Industry Context & Analysis
This study arrives amid a surge of investment and hype around AI in education. Companies like Khan Academy (with Khanmigo) and a host of startups have raised significant funding—Khan Academy's AI initiative is backed by a $10 million grant from Microsoft—promising to revolutionize lesson planning and personalized learning. However, this research provides a crucial reality check, demonstrating that core pedagogical reasoning remains a substantial challenge for current models.
The finding that education-specific AI tools performed no better than general models like ChatGPT-4 or Claude 3 is particularly damning. It suggests that simply fine-tuning a base model on educational text or marketing it to teachers does not confer an understanding of deep, domain-specific frameworks like cognitive demand classification. This contrasts with AI performance in other standardized evaluation domains. For instance, leading models like GPT-4 routinely achieve scores above 85% on broad knowledge benchmarks like MMLU (Massive Multitask Language Understanding), but clearly falter when tasked with nuanced, context-dependent educational judgment.

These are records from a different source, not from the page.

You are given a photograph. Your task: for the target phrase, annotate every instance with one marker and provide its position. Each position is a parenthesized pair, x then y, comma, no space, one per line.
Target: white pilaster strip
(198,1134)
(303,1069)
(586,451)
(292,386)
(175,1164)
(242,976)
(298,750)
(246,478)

The systematic bias toward middle categories and the generation of persuasive but incorrect explanations point to a fundamental technical limitation. Unlike retrieval-augmented generation (RAG) systems that can pull from verified sources, these tools are primarily performing pattern matching on their training data. They overweight keywords and surface structure (e.g., the presence of a "real-world context") while failing to holistically reason about the underlying cognitive processes required of a student, such as non-algorithmic thinking or the need for deep conceptual connections.
This follows a broader industry pattern where AI excels at generating content but struggles with reliable, consistent evaluation—a gap seen in areas like automated essay scoring and code review. The risk is acute in education, where a novice teacher might accept an AI's confident but flawed analysis, potentially leading to misaligned instruction that either bores or frustrates students.
What This Means Going Forward
For educators and school administrators, this study signals that current AI tools are not ready for unsupervised, high-stakes use in curriculum planning and task classification. They should be viewed as potential brainstorming aids or administrative assistants, not as pedagogical experts. Professional development for teachers must now include AI literacy components that focus on critically evaluating AI output, especially its tendency to sound convincing when wrong.
For EdTech companies and AI developers, the path forward requires moving beyond simple prompt interfaces. The research highlights the need for improved prompt engineering and, more fundamentally, for model architectures or training approaches that incorporate structured pedagogical frameworks directly. This could involve creating specialized "reasoning modules" for cognitive taxonomy or developing robust evaluation datasets co-created with expert teachers to fine-tune models more effectively.
The market will likely see a shakeout. Tools that are merely thin wrappers around general-purpose APIs will struggle to justify their value, while those that invest in deep, research-backed integration of educational science may gain a long-term advantage. The next milestone to watch will be whether any tool can reliably exceed 90% accuracy in a blinded test with teachers, a benchmark that would indicate true utility. Until then, the most valuable role for AI in this domain may be in augmenting human expertise—flagging potential issues for teacher review—rather than attempting to replace it.